When the Belleview Park pool opens for the summer, it will be a testament to a community that cares about its assets.
When the city's budget-tightening measures to deal with shortfalls were potentially poised to claim the pool, a fixture of summer for youth and adults for generations, volunteer organizations stepped up.
When the pool opens, the city, its citizens and the pool regulars owe a debt of gratitude to the LaBelle Neighbors Who Care and the Community for Youth Development. Those groups will operate the pool this summer and will continue to work to keep the pool going in coming years.
It's a great concept for the city because of the potential for non-profit groups to obtain grants and private and corporate assistance.
It's a great concept for citizens because the city thus keeps a recreational asset going, and a community pool is the kind of amenity it's easy to cut when the going gets tough. Losing the Belleview pool would have been the death knell for summer recreation beyond stick-and-ball sports in the city.

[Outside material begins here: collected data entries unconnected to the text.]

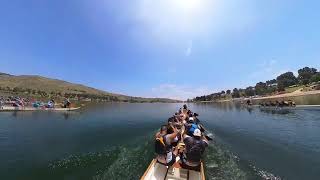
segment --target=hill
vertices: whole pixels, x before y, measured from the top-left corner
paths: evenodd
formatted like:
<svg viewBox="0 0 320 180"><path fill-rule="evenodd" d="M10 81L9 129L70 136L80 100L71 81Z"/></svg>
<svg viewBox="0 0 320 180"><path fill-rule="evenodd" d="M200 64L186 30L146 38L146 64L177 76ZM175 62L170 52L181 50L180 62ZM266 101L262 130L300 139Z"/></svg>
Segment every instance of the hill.
<svg viewBox="0 0 320 180"><path fill-rule="evenodd" d="M0 95L34 98L63 98L77 100L119 101L119 102L178 102L166 98L142 98L110 93L81 84L74 84L42 76L14 76L0 73Z"/></svg>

We also will note the efforts on Pleasant Heights to restore Murphy Field/Rotary Park to good condition by a neighboring church, the First Baptist Church on Plum Street, and the efforts by volunteer groups over the years to keep North End Field viable. Neighborhoods have often worked to maintain playgrounds and small neighborhood parks, too.
In a city that is struggling to keep its fire department and to find ways to keep enough police on patrol, recreation can be viewed by some as an extra cost that can be eliminated. But a good park system can keep youth off the streets and out of the hands of the police, if properly run and properly supervised.
We would hope the community at large supports the groups that are making up for the city's recreation shortfall and everyone will do their part to help fund and maintain the pool, and other parks, in the future.